Nicole Delépine : Depuis 2003, la mise en place de plans d'organisation extrêmement coûteux a entrainé une manière très bureaucratique d'exercer la médecine. Les médecins doivent appliquer les recommandations venues de l'Institut National du Cancer et la Haute autorité de santé. Les décisions s'imposent en réunion de concertation pluridisciplinaire. Au départ, l'idée était d'offrir à tous les patients une équité de traitement. Mais on enlève au médecin sa liberté de soigner.
En quoi ces recommandations vous posent-elles un problème ?
Nicole Delépine : L'accent est mis sur les molécules innovantes, qui coûtent très chers, et sont souvent encore au stade expérimental sans avoir reçu d'autorisation de mise sur le marché. Ce choix se fait au détriment des traitements éprouvés. Le prix est très élevé. Le "coût du cancer" s'élève à environ 14 milliards d'euros annuels.

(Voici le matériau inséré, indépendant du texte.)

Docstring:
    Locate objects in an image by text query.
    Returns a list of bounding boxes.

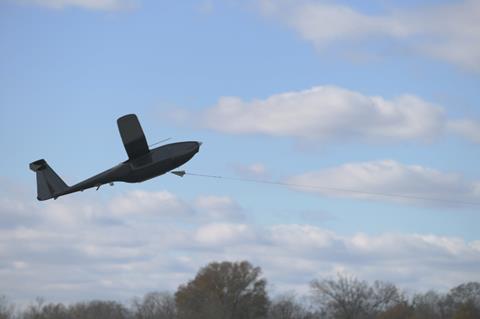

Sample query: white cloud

A-t-on le droit de faire autrement que le choix proposé en réunion de concertation pluridisciplinaire ?
Nicole Delépine : Oui, sur le papier. Mais c'est rare dans les faits : il faut justifier sa décision, résister à la pression du chef et du collectif pour imposer son diagnostic propre.
Y a-t-il une évaluation de ces "plans cancers" ?
Nicole Delépine : Aucune évaluation officielle ne prouve pour le moment une augmentation du taux de guérison du cancer suite à cette nouvelle organisation. Elle dépense de l'argent sans montrer son efficacité. Et elle déshumanise l'hôpital,
alors que le lien humain avec le patient est essentiel dans la guérison.